Showing posts with label employment agreement. Show all posts
Showing posts with label employment agreement. Show all posts

Wednesday, August 7, 2013

Sixth Circuit: Employers Cannot Shorten FLSA/EPA Limitations Periods in Employment Agreements or Waivers

Yesterday, a unanimous Sixth Circuit reversed an employer’s summary judgment in a claim for unpaid overtime and unequal wages under the Fair Labor Standards Act (FLSA) and Equal Pay Act (EPA). Boaz v. FedEx Customer Information Services, Inc, No. 12-5319 (6th Cir. 8-6-13).  First, the Court found that the employment agreement could not shorten the statutory limitations period from 2-3 years to 6 months because it constituted an invalid waiver of her FLSA and EPA claims.    Unlike other statutory claims, private settlement agreements or waivers of FLSA and EPA claims are not enforceable. Second, the Court found material factual disputes on the merits of her claims for unpaid overtime and unequal pay.  More interestingly, the Court made some observations about the perceived anti-competitive affects of various types of discrimination.

The plaintiff filed suit in April 2009 alleging that she had been paid less than a male co-worker performing the same job and that she had been denied overtime pay for jobs she held more than six months earlier (when she had been promoted to a new job).  The statute of limitations for the FLSA is two years for non-wilful violations and three years for wilful ones. 29 U.S.C. § 255(a).”   As long ago as 1946, the Supreme  Court had held that “employees may not, either prospectively or retrospectively, waive their FLSA rights to minimum wages, overtime, or liquidated damages.  The plaintiff’s employment agreement in this case provided in relevant part that:

 
To the extent the law allows an employee to bring legal action against Federal Express Corporation, I agree to bring that complaint within the time prescribed by law or 6 months from the date of the event forming the basis of my lawsuit, whichever expires first.

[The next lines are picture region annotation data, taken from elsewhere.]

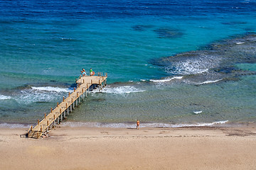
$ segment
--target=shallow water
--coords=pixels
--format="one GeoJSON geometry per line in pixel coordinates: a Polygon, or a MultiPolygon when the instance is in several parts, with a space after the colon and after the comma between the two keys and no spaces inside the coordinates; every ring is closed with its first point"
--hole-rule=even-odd
{"type": "Polygon", "coordinates": [[[33,123],[90,67],[107,72],[109,85],[68,122],[255,121],[255,8],[247,0],[3,1],[0,123],[33,123]]]}

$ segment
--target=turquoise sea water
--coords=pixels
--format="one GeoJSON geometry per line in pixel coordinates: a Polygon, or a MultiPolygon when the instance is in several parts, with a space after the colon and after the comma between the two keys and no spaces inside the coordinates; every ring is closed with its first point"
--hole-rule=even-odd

The employer argued that employers are allowed to shorten the limitations period for claims brought under other statutes, like Title VII, and should be able to shorten the limitations period for claims brought under the FLSA.   However, the Court rejected that argument because, unlike the FLSA, employees are permitted to privately settle and waive their claims under Title VII.  In addition, in a startling observation, the Court stated:
Second—and relatedly—an employer that pays an employee less than minimum wage arguably gains a competitive advantage by doing so. See Citicorp Indus. Credit, Inc. v. Brock, 483 U.S. 27, 36 (1987). An employer who refuses to hire African-Americans or some other racial group does not. The Court’s rationale for prohibiting waiver of FLSA claims is therefore not present for Title VII claims.

The employer next argued that employees are allowed to waive their right to a judicial forum under the FLSA by signing arbitration agreements because the prohibition against private waivers has been held to only apply to substantive rights and not procedural ones.  However, the Court distinguished this precedent by noting that waiving the judicial forum still allows for the effective vindication of the employee’s claim, while the shortened limitations period in the plaintiff’s employment agreement “at issue here does the opposite.”  Therefore, because the limitations provision in the employment agreement operated as a waiver of her claims, “it is invalid.”

The Court held that this reasoning applied with equal force to the plaintiff’s EPA claims because Congress amended the FLSA in 1963 to include the EPA.   Moreover, in contrast to what the Court said (above) about the anti-competitive effects of Title VII, it made the following observation about the EPA:

Second, the Supreme Court’s rationale for barring waiver of FLSA claims appears fully applicable to claims under the Equal Pay Act. An employer who pays women less than a lawful wage might gain the same competitive advantage as an employer who pays less than minimum wage. Indeed the Court has said that “[t]he whole purpose of the [Equal Pay Act] was to require that the[] depressed wages [of women] be raised, in part as a matter of simple justice to the employees themselves, but also as a matter of market economics[.]” Corning Glass Works v. Brennan, 417 U.S. 188, 207 (1974).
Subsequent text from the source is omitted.